9. What can law enforcement agencies do to start an effective intervention program that will be accepted by police officers who tend to not want to deal appropriately with this issue?
There are numerous trainings and education resources available for law enforcement. One example is Talk Saves Lives, which is a in person one-hour suicide prevention education program that you can request from an AFSP chapter to deliver to a law enforcement organization. At AFSP, our chapters are delivering this to many law enforcement groups around the U.S. To find the nearest AFSP chapter, visit https://afsp.org/our-work/chapters/find-your-chapter/
There are also other models too, such as embedding a mental health clinician within the police unit.
10. What are your thoughts on educating high school students on suicide prevention?
High school students are now considered old enough to learn about suicide prevention when the curriculum content is designed by experts with safe language and messages for youth.

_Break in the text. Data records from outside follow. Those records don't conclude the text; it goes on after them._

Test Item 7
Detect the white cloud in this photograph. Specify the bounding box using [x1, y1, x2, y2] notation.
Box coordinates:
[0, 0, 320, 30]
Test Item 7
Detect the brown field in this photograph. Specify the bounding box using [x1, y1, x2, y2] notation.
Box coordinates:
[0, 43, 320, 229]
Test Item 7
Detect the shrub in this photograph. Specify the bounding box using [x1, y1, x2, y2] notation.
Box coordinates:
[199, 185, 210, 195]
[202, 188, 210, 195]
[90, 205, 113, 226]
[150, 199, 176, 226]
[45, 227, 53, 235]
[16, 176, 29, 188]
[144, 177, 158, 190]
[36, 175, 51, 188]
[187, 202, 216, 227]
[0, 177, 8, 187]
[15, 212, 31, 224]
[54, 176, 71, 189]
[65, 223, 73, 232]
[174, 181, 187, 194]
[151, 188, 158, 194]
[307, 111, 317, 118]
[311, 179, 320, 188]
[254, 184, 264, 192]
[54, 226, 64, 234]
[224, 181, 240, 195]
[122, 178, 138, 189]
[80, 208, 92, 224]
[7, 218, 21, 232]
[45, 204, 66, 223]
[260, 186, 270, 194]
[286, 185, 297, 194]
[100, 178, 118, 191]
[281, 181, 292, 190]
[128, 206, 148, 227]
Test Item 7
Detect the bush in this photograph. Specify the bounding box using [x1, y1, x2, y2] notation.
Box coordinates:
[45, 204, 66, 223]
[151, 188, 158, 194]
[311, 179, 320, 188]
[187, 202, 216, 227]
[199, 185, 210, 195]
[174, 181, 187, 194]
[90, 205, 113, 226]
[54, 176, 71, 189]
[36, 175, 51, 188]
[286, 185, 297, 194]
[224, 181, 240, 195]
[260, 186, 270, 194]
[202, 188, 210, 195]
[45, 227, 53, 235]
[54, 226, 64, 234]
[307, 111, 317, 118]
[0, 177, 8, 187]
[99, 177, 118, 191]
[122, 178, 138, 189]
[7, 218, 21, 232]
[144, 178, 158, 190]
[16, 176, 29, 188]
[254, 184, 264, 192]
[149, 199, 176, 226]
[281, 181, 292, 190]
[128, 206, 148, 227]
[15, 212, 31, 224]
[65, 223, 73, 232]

It is also recommended to teach youth about depression and mental health.
11. What is a good way for a peer recovery specialist to promote suicide awareness and prevention?
They could start by inviting their local AFSP chapter to provide community education on suicide prevention and to request a Talk Saves Lives presentation.
12. Are corrections facilities more susceptible to having suicides?
Yes, suicide is a leading cause of death in jails and prisons. You can learn more about efforts in correctional settings to prevent suicide as part of AFSP’s Project 2025.
13. Where can I get more information on the other health factors that are part of the “perfect storm?”
If you bring AFSP’s one-hour education program to your site, the first half of the program focuses on this topic. The second half is on understanding the risk factors of suicide and what you can do if you’re worried about someone who may be showing signs.
14. It is well known that medication has serious adverse effects, including antidepressants, antipsychotics, etc., that are prescribed to patients who have attempted suicide. Some side effects of these medications include a more depressed mood and other mental illnesses. How do you reconcile prescribing medicine to patients who have attempted suicide, considering these adverse effects?
When used appropriately, medications can improve not only the primary psychiatric condition, but the suicide risk of patients as well. That said, some patients may have side effects in the early phases of treatment that should be closely monitored, like sleep disruption or agitation. It’s highly important to closely monitor and encourage communication with patients’ families, with you, or with the treatment team, particularly during initiation and changing doses. Primary care can also treat depression and anxiety very appropriately in most instances, if they use a model of seeing the patient back and evaluating the both the therapeutic and side effects, as they would when treating any health condition.